North American Tree-Form Natives 

These North American native species that take a tree-like form:

  • Maple-leafed viburnum (Viburnum acerifolium): This plant grows in USDA hardiness zones 4 to 8, and achieves a height of 3 to 6 feet with a 4-foot spread. Its canopy is open and casts only dappled shade; it is a good choice for a dry shade location. Flat umbels of creamy white flower appear in late May, followed by almost black fruit. This variety turns an unusual pink in the fall. Maple-leafed viburnum is a larval food source for the spring azure butterfly as well as a nectar source for the golden-banded skipper. Both songbirds and game birds grapple for its fruits. 
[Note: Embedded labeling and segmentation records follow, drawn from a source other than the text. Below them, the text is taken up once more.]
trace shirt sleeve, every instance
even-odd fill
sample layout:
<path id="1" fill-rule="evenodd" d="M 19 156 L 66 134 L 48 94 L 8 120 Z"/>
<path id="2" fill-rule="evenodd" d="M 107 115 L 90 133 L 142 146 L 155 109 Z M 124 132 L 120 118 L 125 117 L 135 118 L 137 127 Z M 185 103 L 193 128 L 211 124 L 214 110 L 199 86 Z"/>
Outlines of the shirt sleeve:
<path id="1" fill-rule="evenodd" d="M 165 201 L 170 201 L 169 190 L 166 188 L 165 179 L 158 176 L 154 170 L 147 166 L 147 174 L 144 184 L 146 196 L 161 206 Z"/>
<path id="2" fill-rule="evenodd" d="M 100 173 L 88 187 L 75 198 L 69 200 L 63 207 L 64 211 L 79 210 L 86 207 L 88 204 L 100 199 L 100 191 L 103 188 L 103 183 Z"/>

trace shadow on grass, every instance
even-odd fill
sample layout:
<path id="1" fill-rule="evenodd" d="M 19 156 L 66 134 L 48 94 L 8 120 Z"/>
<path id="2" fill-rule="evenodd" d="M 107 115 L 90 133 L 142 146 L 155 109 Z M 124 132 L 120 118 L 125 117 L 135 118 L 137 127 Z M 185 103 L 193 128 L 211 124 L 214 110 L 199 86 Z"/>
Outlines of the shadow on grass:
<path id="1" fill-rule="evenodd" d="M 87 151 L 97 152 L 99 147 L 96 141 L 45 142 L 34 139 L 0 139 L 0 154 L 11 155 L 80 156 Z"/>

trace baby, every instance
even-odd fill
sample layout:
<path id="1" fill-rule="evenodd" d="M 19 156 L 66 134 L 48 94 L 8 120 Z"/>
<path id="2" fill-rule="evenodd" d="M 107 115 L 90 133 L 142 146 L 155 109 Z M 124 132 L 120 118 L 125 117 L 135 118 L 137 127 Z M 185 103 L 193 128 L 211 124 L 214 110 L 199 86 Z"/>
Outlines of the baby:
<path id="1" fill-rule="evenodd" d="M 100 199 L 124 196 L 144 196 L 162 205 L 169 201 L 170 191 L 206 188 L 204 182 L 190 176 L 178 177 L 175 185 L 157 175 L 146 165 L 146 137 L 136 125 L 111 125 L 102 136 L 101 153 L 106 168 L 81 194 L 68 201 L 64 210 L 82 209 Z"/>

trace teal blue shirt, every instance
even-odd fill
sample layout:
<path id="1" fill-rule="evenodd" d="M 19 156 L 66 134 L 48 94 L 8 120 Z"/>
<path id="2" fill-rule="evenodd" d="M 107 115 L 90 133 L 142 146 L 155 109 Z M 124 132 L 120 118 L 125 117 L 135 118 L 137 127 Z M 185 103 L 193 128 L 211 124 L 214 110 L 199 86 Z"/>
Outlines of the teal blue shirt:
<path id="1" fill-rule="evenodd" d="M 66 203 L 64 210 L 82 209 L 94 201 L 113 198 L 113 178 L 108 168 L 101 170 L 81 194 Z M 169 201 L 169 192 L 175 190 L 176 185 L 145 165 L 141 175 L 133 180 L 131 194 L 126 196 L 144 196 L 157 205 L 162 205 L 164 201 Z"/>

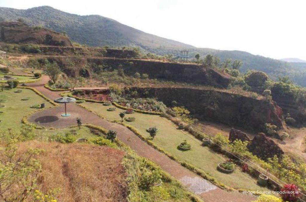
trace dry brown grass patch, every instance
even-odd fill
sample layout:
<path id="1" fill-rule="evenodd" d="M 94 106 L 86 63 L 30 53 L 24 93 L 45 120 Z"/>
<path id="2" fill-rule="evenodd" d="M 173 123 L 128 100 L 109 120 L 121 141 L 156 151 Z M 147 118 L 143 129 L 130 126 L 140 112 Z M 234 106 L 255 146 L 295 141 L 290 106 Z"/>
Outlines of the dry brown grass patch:
<path id="1" fill-rule="evenodd" d="M 19 152 L 43 149 L 39 159 L 43 171 L 38 189 L 60 188 L 59 201 L 126 201 L 126 174 L 121 164 L 124 152 L 87 144 L 35 141 L 21 143 Z"/>

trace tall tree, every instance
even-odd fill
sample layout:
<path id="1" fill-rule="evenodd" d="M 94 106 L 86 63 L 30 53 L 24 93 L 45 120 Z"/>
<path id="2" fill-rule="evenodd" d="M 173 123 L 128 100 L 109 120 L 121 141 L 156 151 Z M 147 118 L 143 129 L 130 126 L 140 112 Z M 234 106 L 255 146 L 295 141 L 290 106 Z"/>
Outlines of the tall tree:
<path id="1" fill-rule="evenodd" d="M 242 61 L 235 59 L 233 62 L 233 63 L 232 64 L 232 67 L 234 70 L 239 70 L 242 65 Z"/>
<path id="2" fill-rule="evenodd" d="M 199 60 L 199 59 L 200 59 L 200 55 L 199 53 L 198 53 L 196 55 L 195 57 L 196 58 L 196 59 L 197 60 Z"/>
<path id="3" fill-rule="evenodd" d="M 221 64 L 221 67 L 222 69 L 229 68 L 230 66 L 232 63 L 232 59 L 230 58 L 226 58 Z"/>
<path id="4" fill-rule="evenodd" d="M 55 83 L 62 73 L 57 63 L 55 62 L 48 63 L 45 65 L 44 69 L 45 72 L 50 77 L 50 79 Z"/>

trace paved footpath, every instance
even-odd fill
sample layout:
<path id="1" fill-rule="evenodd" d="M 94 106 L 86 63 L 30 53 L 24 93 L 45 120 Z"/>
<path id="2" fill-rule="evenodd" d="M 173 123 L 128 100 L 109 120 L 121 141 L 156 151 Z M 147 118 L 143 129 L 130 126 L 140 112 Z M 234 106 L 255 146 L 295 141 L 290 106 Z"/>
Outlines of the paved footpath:
<path id="1" fill-rule="evenodd" d="M 50 99 L 60 96 L 62 92 L 52 91 L 43 87 L 49 80 L 43 76 L 41 80 L 29 84 Z M 256 200 L 254 196 L 238 192 L 232 192 L 221 189 L 182 166 L 164 154 L 154 149 L 125 127 L 108 121 L 75 103 L 67 105 L 67 110 L 71 114 L 69 117 L 63 117 L 63 105 L 39 112 L 31 116 L 30 121 L 39 122 L 41 125 L 48 127 L 63 128 L 75 125 L 77 117 L 84 123 L 100 126 L 107 129 L 115 130 L 119 139 L 135 150 L 140 156 L 154 162 L 163 170 L 180 181 L 191 191 L 200 196 L 204 201 L 211 202 L 248 202 Z"/>

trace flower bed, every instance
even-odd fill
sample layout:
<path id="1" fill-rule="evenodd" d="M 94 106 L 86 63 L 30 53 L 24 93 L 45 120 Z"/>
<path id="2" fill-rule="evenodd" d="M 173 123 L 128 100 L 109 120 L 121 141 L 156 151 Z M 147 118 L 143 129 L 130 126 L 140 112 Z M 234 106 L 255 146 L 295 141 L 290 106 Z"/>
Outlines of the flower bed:
<path id="1" fill-rule="evenodd" d="M 106 106 L 108 106 L 112 105 L 112 103 L 110 102 L 105 102 L 103 103 L 103 105 Z"/>
<path id="2" fill-rule="evenodd" d="M 126 118 L 124 119 L 124 120 L 127 121 L 132 122 L 133 121 L 135 121 L 135 120 L 136 120 L 136 119 L 135 118 L 135 117 L 128 117 L 127 118 Z"/>
<path id="3" fill-rule="evenodd" d="M 177 149 L 182 151 L 187 151 L 190 150 L 191 148 L 191 146 L 190 144 L 187 142 L 186 140 L 185 140 L 184 142 L 178 145 L 177 146 Z"/>
<path id="4" fill-rule="evenodd" d="M 218 164 L 217 170 L 222 173 L 229 174 L 234 172 L 235 164 L 231 162 L 220 163 Z"/>
<path id="5" fill-rule="evenodd" d="M 129 109 L 125 110 L 126 114 L 132 114 L 134 112 L 134 110 L 132 109 Z"/>

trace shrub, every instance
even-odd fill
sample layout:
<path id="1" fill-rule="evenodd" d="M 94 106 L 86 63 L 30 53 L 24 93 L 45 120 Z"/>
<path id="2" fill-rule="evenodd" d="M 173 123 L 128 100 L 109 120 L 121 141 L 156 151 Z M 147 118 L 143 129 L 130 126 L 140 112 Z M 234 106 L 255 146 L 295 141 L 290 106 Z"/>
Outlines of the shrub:
<path id="1" fill-rule="evenodd" d="M 149 128 L 148 129 L 148 132 L 150 134 L 152 139 L 154 139 L 154 138 L 156 135 L 156 134 L 157 132 L 157 128 L 156 127 L 152 127 Z"/>
<path id="2" fill-rule="evenodd" d="M 135 118 L 135 117 L 128 117 L 127 118 L 126 118 L 125 119 L 125 120 L 127 121 L 132 122 L 133 121 L 135 121 L 135 120 L 136 120 L 136 119 Z"/>
<path id="3" fill-rule="evenodd" d="M 110 130 L 108 131 L 106 135 L 106 138 L 108 139 L 110 139 L 112 142 L 114 142 L 114 140 L 117 137 L 117 131 L 113 130 Z"/>
<path id="4" fill-rule="evenodd" d="M 136 72 L 134 74 L 134 77 L 135 78 L 140 78 L 140 74 L 138 72 Z"/>
<path id="5" fill-rule="evenodd" d="M 41 74 L 39 72 L 35 72 L 34 73 L 34 76 L 36 78 L 39 78 L 41 76 Z"/>
<path id="6" fill-rule="evenodd" d="M 235 168 L 235 164 L 232 162 L 225 162 L 220 163 L 220 167 L 226 170 L 232 170 Z"/>
<path id="7" fill-rule="evenodd" d="M 77 124 L 77 126 L 79 127 L 79 128 L 80 129 L 81 126 L 83 124 L 81 118 L 79 117 L 76 118 L 76 123 Z"/>
<path id="8" fill-rule="evenodd" d="M 296 201 L 300 194 L 297 187 L 293 184 L 285 185 L 281 189 L 281 191 L 285 192 L 281 195 L 282 198 L 285 201 Z"/>
<path id="9" fill-rule="evenodd" d="M 265 124 L 265 130 L 267 135 L 268 136 L 279 138 L 277 130 L 277 126 L 275 125 L 268 123 L 266 123 Z"/>
<path id="10" fill-rule="evenodd" d="M 11 88 L 16 88 L 19 84 L 19 82 L 17 80 L 9 80 L 7 82 Z"/>
<path id="11" fill-rule="evenodd" d="M 282 200 L 273 195 L 263 194 L 253 202 L 282 202 Z"/>
<path id="12" fill-rule="evenodd" d="M 285 121 L 286 124 L 291 125 L 294 125 L 296 122 L 295 119 L 291 117 L 287 117 L 285 119 Z"/>
<path id="13" fill-rule="evenodd" d="M 142 189 L 148 190 L 151 186 L 160 181 L 162 176 L 159 169 L 155 170 L 152 172 L 145 171 L 141 175 L 139 186 Z"/>
<path id="14" fill-rule="evenodd" d="M 61 143 L 72 143 L 75 140 L 75 137 L 69 133 L 65 135 L 60 133 L 54 134 L 50 136 L 48 138 L 50 142 L 58 142 Z"/>
<path id="15" fill-rule="evenodd" d="M 189 150 L 191 148 L 191 145 L 187 142 L 187 140 L 186 139 L 184 140 L 182 143 L 180 144 L 177 147 L 178 149 L 182 151 Z"/>
<path id="16" fill-rule="evenodd" d="M 281 135 L 280 135 L 280 137 L 281 139 L 283 140 L 285 139 L 288 138 L 289 136 L 290 135 L 289 135 L 289 134 L 285 132 L 283 132 L 282 133 L 282 134 L 281 134 Z"/>
<path id="17" fill-rule="evenodd" d="M 147 74 L 141 74 L 141 78 L 146 79 L 149 78 L 149 75 Z"/>
<path id="18" fill-rule="evenodd" d="M 0 67 L 0 72 L 7 73 L 9 71 L 8 67 Z"/>

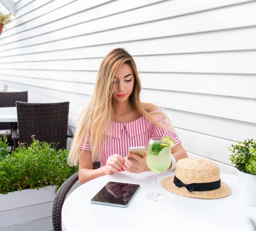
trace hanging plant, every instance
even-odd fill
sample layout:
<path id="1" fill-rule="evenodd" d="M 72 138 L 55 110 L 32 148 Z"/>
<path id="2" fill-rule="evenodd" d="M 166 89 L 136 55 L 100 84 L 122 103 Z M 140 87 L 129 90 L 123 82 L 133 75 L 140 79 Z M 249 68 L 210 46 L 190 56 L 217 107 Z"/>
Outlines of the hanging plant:
<path id="1" fill-rule="evenodd" d="M 3 31 L 3 28 L 5 25 L 9 23 L 12 20 L 12 14 L 10 12 L 6 13 L 0 12 L 0 35 Z"/>

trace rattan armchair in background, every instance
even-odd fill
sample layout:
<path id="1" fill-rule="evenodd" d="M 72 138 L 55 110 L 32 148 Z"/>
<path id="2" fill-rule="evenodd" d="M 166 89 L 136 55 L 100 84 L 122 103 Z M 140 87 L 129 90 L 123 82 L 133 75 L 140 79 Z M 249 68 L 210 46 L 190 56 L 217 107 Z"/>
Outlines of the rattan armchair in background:
<path id="1" fill-rule="evenodd" d="M 73 137 L 68 126 L 69 102 L 39 104 L 16 102 L 17 129 L 12 130 L 12 139 L 28 145 L 32 135 L 41 141 L 55 143 L 57 150 L 67 147 L 67 139 Z"/>
<path id="2" fill-rule="evenodd" d="M 28 101 L 28 92 L 0 92 L 0 107 L 16 107 L 15 102 Z M 12 123 L 13 127 L 17 127 L 17 123 Z M 10 123 L 0 123 L 0 137 L 4 135 L 8 138 L 8 142 L 11 146 L 14 145 L 11 139 L 11 127 Z"/>
<path id="3" fill-rule="evenodd" d="M 100 167 L 100 163 L 93 165 L 93 169 Z M 52 220 L 54 231 L 61 231 L 61 210 L 66 196 L 75 183 L 78 180 L 78 173 L 71 176 L 60 187 L 56 193 L 52 212 Z"/>

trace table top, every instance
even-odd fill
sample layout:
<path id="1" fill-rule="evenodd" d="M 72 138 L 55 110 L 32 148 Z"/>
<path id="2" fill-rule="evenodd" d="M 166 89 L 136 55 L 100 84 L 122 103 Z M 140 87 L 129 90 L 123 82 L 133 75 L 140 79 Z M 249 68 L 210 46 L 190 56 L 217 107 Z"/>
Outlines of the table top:
<path id="1" fill-rule="evenodd" d="M 16 107 L 0 107 L 0 122 L 17 122 L 17 110 Z"/>
<path id="2" fill-rule="evenodd" d="M 160 182 L 174 173 L 174 170 L 161 173 Z M 145 197 L 155 190 L 154 172 L 123 172 L 102 176 L 81 185 L 66 199 L 62 210 L 62 230 L 253 231 L 249 218 L 256 222 L 256 207 L 239 202 L 237 176 L 221 173 L 221 178 L 232 189 L 231 194 L 226 197 L 186 197 L 166 190 L 160 182 L 160 192 L 169 199 L 154 202 Z M 90 199 L 109 181 L 138 184 L 140 188 L 127 208 L 91 203 Z"/>

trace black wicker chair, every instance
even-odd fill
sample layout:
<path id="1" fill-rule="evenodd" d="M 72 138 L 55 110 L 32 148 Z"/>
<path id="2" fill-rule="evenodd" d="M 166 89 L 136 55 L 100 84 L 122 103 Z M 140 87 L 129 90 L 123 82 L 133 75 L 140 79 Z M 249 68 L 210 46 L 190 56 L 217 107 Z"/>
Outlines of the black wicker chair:
<path id="1" fill-rule="evenodd" d="M 66 148 L 67 138 L 73 136 L 68 126 L 69 106 L 69 102 L 38 104 L 17 101 L 18 127 L 12 129 L 12 139 L 29 145 L 32 142 L 31 136 L 35 135 L 36 139 L 41 141 L 55 143 L 57 150 Z"/>
<path id="2" fill-rule="evenodd" d="M 16 107 L 16 101 L 27 102 L 28 92 L 0 92 L 0 107 Z M 12 146 L 14 144 L 11 139 L 11 125 L 10 123 L 0 123 L 0 137 L 6 136 L 8 143 Z M 12 126 L 17 127 L 17 123 L 12 123 Z"/>
<path id="3" fill-rule="evenodd" d="M 93 163 L 93 169 L 100 167 L 100 163 Z M 57 192 L 52 205 L 52 221 L 54 231 L 61 231 L 61 209 L 66 196 L 75 183 L 78 180 L 78 173 L 68 178 L 60 187 Z"/>

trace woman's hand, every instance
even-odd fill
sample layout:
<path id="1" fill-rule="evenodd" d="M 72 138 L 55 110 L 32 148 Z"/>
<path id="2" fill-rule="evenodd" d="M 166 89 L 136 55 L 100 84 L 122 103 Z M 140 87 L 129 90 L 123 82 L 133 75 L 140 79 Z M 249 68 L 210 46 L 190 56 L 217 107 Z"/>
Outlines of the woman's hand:
<path id="1" fill-rule="evenodd" d="M 137 161 L 137 162 L 136 163 L 133 163 L 128 159 L 127 157 L 126 157 L 125 161 L 125 166 L 122 165 L 121 167 L 125 171 L 133 173 L 138 173 L 150 171 L 146 163 L 146 151 L 145 152 L 144 157 L 142 158 L 136 154 L 130 153 L 129 154 L 130 156 L 135 159 Z"/>
<path id="2" fill-rule="evenodd" d="M 125 158 L 120 155 L 114 154 L 108 157 L 104 166 L 104 172 L 106 175 L 110 175 L 114 172 L 122 172 L 123 170 L 121 166 L 125 164 Z"/>

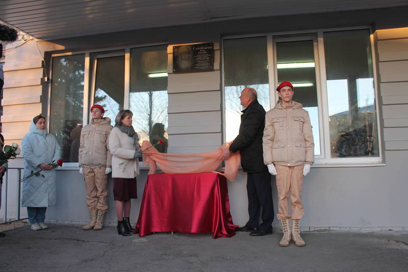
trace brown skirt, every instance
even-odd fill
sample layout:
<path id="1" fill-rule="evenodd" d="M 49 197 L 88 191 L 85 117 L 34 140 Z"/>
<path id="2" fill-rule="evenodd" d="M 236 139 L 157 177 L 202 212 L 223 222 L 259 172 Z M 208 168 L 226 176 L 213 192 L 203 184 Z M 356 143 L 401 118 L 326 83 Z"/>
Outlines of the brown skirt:
<path id="1" fill-rule="evenodd" d="M 113 198 L 118 201 L 128 201 L 137 198 L 136 178 L 113 178 Z"/>

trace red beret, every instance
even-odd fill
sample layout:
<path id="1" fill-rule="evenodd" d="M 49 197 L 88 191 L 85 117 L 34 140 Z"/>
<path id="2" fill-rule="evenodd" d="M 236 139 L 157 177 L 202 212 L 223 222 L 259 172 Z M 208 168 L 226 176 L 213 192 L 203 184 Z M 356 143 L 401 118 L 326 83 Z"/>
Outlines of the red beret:
<path id="1" fill-rule="evenodd" d="M 284 87 L 285 87 L 285 86 L 287 86 L 292 88 L 292 90 L 293 89 L 293 85 L 292 85 L 292 83 L 291 83 L 289 81 L 284 81 L 283 82 L 282 82 L 282 83 L 279 84 L 278 86 L 277 86 L 277 88 L 276 88 L 276 91 L 279 91 L 279 90 L 280 90 L 280 89 L 282 89 Z"/>
<path id="2" fill-rule="evenodd" d="M 100 110 L 100 111 L 102 112 L 103 113 L 105 113 L 105 110 L 104 109 L 104 107 L 100 106 L 100 105 L 95 104 L 94 105 L 92 106 L 91 107 L 91 111 L 92 111 L 92 110 L 94 109 L 95 108 L 99 109 Z"/>

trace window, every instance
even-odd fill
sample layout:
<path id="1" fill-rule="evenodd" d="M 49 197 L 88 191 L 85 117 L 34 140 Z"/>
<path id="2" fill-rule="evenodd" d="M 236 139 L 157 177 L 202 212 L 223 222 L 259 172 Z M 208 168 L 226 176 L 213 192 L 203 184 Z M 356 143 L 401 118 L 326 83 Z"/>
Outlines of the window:
<path id="1" fill-rule="evenodd" d="M 167 153 L 168 136 L 167 46 L 159 45 L 131 51 L 130 109 L 134 114 L 135 130 L 140 139 Z"/>
<path id="2" fill-rule="evenodd" d="M 226 141 L 238 134 L 242 88 L 261 90 L 267 111 L 275 86 L 290 81 L 310 116 L 316 162 L 380 162 L 369 30 L 226 38 L 223 61 Z"/>
<path id="3" fill-rule="evenodd" d="M 332 158 L 378 156 L 367 30 L 324 33 Z"/>
<path id="4" fill-rule="evenodd" d="M 49 133 L 61 149 L 64 162 L 78 162 L 83 123 L 85 55 L 53 58 Z"/>
<path id="5" fill-rule="evenodd" d="M 241 123 L 239 96 L 243 89 L 253 88 L 258 101 L 269 110 L 268 57 L 265 37 L 224 41 L 224 82 L 225 103 L 225 138 L 232 141 Z"/>
<path id="6" fill-rule="evenodd" d="M 104 107 L 112 126 L 119 110 L 130 109 L 140 143 L 161 139 L 159 151 L 167 152 L 167 71 L 165 45 L 53 56 L 49 130 L 64 162 L 78 161 L 81 130 L 93 104 Z"/>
  • American cranberry bush (Viburnum trilobum or Viburnum opulus var. americanum): This plant grows in USDA hardiness zones 3 to 9, where it achieves a mature height of about 15 feet with a spread of 12 feet. It has bright red fruits that look a lot like cranberries and persist well into the winter, making it a favorite of many songbirds and game birds. Although the fruits are not cranberries, they are edible and safe for humans and are sometimes used to make jelly. American cranberry bush makes a good screen or hedge. Its fall color is a rich burgundy. This plant grows wild from New Brunswick through British Columbia and south to New York through Oregon but is not well suited to warmer zones below zone 7. Some recommended cultivars include: V. trilobum 'Phillips',V. trilobum 'Redwing', and V. trilobum 'Compactum Alfredo', which makes a nice low hedge.
  • Black-haw viburnum (Viburnum prunifolium): This species grows in USDA hardiness zones 3 to 9. When mature, it is about 12 feet high with an 8-foot spread. Black-haw viburnum does fine in shade or sun and tolerates dry conditions. It doesn’t like salt. It is notable for its pebbled bark, the red stems of its leaves, and the yellow stamens in its white flowers. The dark blue fruits make a nice jelly, but they are usually devoured by birds or wildlife. The fall foliage is red to purple.